Model assessment method used

1 model commonly used assessment method?

Typically, a single score can not fully assess a machine learning model. Only the good and bad from the true way to evaluate a scene to assess the model, is a defective. The following describes the common assessment methods classification and regression model.
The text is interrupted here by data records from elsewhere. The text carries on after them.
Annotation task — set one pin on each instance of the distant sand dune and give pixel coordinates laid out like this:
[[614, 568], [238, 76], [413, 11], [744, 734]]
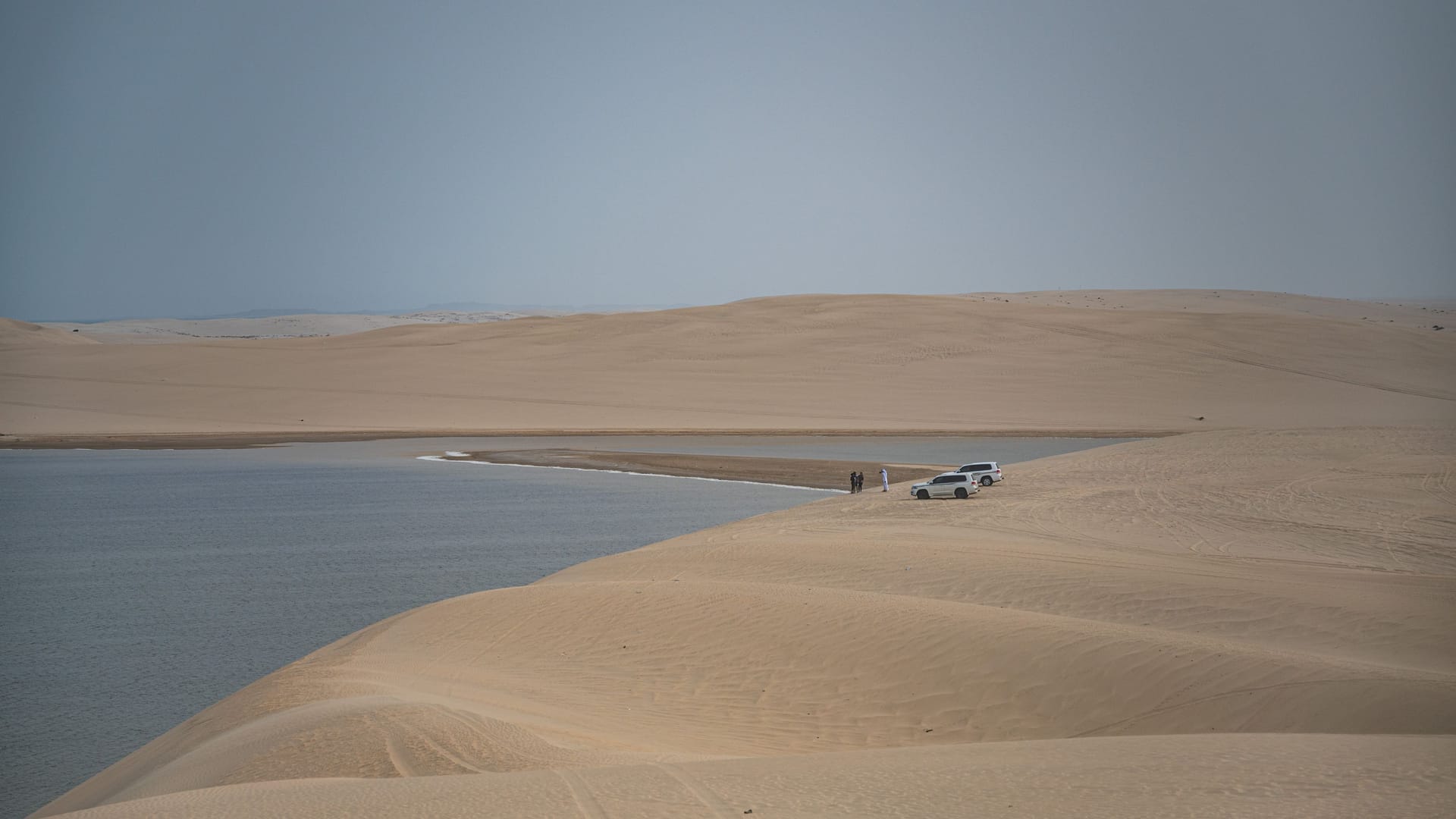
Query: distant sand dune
[[25, 334], [1153, 777], [1234, 582], [875, 363]]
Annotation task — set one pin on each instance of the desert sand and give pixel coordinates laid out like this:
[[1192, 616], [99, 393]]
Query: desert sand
[[1248, 620], [805, 363], [303, 325]]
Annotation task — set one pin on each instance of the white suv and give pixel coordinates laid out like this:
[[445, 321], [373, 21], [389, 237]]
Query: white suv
[[984, 472], [949, 484]]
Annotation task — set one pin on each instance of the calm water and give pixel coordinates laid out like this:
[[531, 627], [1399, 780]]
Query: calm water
[[140, 588]]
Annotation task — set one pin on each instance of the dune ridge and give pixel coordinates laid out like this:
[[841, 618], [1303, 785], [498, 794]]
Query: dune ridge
[[1219, 585], [1250, 618], [868, 363]]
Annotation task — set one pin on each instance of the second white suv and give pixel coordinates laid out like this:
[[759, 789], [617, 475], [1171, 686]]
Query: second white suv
[[948, 484], [983, 472]]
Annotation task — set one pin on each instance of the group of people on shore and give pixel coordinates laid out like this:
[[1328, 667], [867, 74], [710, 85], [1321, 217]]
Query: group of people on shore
[[856, 482]]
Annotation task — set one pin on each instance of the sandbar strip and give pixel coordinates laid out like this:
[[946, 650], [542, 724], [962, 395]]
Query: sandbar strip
[[792, 472], [242, 441]]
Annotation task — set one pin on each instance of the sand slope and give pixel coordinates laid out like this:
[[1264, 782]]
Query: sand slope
[[802, 363], [1254, 776], [1231, 582], [303, 325], [24, 334]]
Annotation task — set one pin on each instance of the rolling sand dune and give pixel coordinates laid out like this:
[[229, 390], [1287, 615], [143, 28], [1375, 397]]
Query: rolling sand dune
[[1250, 620], [25, 334], [1241, 583], [303, 325], [875, 363]]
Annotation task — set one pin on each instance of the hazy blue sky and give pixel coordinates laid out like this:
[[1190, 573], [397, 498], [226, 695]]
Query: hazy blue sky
[[177, 158]]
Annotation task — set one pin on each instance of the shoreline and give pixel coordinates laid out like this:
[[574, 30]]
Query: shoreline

Common assessment methods classification models:

Common assessment methods regression model:

2 confusion matrix

3 error rate and accuracy

  1. Error rate (Error Rate): the number of samples misclassified proportion of the total number of samples.
  2. Precision (accuracy): number of samples correctly classified the proportion of the total number of samples.

4 precision and recall

The algorithm to predict the results into four cases:

  1. Certainly correct (True Positive, TP): prediction is true, actually true
  2. Correct negative (True Negative, TN): prediction is false, actually false
  3. False positives (False Positive, FP): prediction is true, the actual false
  4. False negatives (False Negative, FN): prediction is false, actually true

then:

Precision ratio (Precision) = TP / (TP + FP)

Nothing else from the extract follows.